WHAT I WILL AND WON'T WATCH THIS WEEK
Thursday, October 26
Walker, Texas Ranger
USA 10:00 a.m. When Chuck Norris finds Kenny Rogers, pitcher for the Detroit Tigers, he's going to give him a little lesson on cheating with a Texas roundhouse chop to the neck. When Chuck finds Kenny Rogers, country music superstar, he's going to give him one of the same. Just on principle.
Deal or No Deal
NBC 9:00 p.m. Shut up, knobhead. Here's my deal for you. Stop sucking the art and soul out of America and we'll let you become an Internet celebrity fad, and you'll get a mention on Hollywood Insider 's "Where are they now? Remember that dillhole?" segment.
Friday, October 27
A Salute to Teachers
CA4SD 9:00 p.m. Isn't a salary of 40 grand for nine months of babysitting enough? I've got your salute, right here.
Saturday, October 28
Ice-T's Rap School
VH1 11:30 a.m. Given the right circumstances you have approximately 75 years on earth. That's 657,000 hours, or 1,314,000 half-hours. Why? Why, dear God, would you waste even one of them watching Ice-T teach white suburban kids to rap?

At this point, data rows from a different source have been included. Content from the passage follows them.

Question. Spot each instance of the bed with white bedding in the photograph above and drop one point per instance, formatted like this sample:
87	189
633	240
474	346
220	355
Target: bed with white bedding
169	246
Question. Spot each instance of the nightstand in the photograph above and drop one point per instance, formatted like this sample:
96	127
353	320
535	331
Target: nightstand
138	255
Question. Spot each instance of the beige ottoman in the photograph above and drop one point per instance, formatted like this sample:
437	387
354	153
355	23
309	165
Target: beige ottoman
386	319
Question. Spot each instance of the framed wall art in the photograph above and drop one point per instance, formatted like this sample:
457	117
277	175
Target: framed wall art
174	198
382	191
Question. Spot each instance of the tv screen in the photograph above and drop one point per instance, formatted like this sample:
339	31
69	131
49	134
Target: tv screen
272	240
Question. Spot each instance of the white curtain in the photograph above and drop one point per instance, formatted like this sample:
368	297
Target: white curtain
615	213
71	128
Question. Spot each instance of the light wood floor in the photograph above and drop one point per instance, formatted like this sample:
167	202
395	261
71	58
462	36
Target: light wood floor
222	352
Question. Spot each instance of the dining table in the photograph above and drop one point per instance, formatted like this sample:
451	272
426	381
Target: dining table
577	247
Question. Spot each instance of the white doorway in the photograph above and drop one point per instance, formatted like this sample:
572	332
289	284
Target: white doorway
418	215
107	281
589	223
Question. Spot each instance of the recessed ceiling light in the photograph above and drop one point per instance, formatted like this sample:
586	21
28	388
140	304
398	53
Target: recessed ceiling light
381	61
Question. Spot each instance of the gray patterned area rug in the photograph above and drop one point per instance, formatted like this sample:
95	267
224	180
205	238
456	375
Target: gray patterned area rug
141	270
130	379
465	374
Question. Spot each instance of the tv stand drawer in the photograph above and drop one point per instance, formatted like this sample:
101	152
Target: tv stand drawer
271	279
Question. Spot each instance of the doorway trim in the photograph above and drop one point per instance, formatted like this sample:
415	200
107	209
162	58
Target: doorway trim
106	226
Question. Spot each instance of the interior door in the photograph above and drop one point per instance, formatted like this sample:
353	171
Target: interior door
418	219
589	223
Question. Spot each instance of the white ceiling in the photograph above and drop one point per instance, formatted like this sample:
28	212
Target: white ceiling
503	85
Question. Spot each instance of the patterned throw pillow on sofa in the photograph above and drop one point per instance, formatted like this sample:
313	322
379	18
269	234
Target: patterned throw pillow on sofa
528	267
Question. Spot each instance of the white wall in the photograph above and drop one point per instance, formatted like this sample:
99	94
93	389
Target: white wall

Nostradamus: 500 Years Later
HIST 8:00 p.m. I'd crack a joke about "Who in their right mind would heed the drunken ramblings of an idiot?" but I'd only be alienating my target audience. Maybe I should trade in my tablecloth cape and Lone Ranger mask for a long white beard and purple velvet hood to be recognized as the soothsayer I really am. Finally, some respect.
Sunday, October 29
I Know What You Did Last Summer (1997)
XDTV 8:00 p.m. I told you if you pushed in your bellybutton and made that face all the unicorns would die. Now, look out the window. See the birds, planes, and clouds? Is there one damn horse up there? NO! Woe upon your head. Woe.
Monday, October 30
FX 4:30 p.m.It's a fake. The creatures are fakes. The elders of a frontier American village keep residents under strict rule by donning costumes and spreading fear. Oh, I hope you've seen the movie. If not, I just gave away the big secret and ruined it for you. Bummer. Oh, and it's not the 19th Century. The village is a hideout from modern times. Oh, no. You haven't seen it. I'm sorry.
Tuesday, October 31
Geraldo at Large
KUSI 8:30 p.m. OooooOOoo! Halloween. Oh, no! Geraldo's mustache is coming for me! It's getting bigger and it's -- ew -- throbbing. I'm so scared. EEEEEE! You laugh now, but when they find my lifeless body covered in Grecian formula and carnauba wax, you'll be cry-cry-crying. Boo-hoo. Geraldo's mustache killed Ollie. Boo-hoo-hoo.
Wednesday, November 1
The Santa Clause
Disney 9:00 p.m. No. Send it back. It's too early. I'm not ready for two months of schmaltz, saccharine sweet sentiment, and "the real meaning of Christmas." Please. I'll do anything. I'll grow my high school mullet back and wear Hammer pants. DAMN YOU! Fine. Let's do it. Let's get it over with. If the jing-jing-jing-a-ling and the glitter and the forest of red and green craft paper get to be more than I can handle, I'll just go back to cutting myself. Hand me the bourbon.
Thursday, November 2
ABC 9:00 p.m. I was about to trash this stupid show until I noticed Selma Hayek is in it. God, I love her. She seems like the type who'd stab you with a steak knife because you came home late and smelled like stripper perfume. I'd forgive you, Selma. When I got out of the hospital and you got out of county jail, we could start our new life together; just me, you, and those shirt-stretchers of yours. Oh, Selma.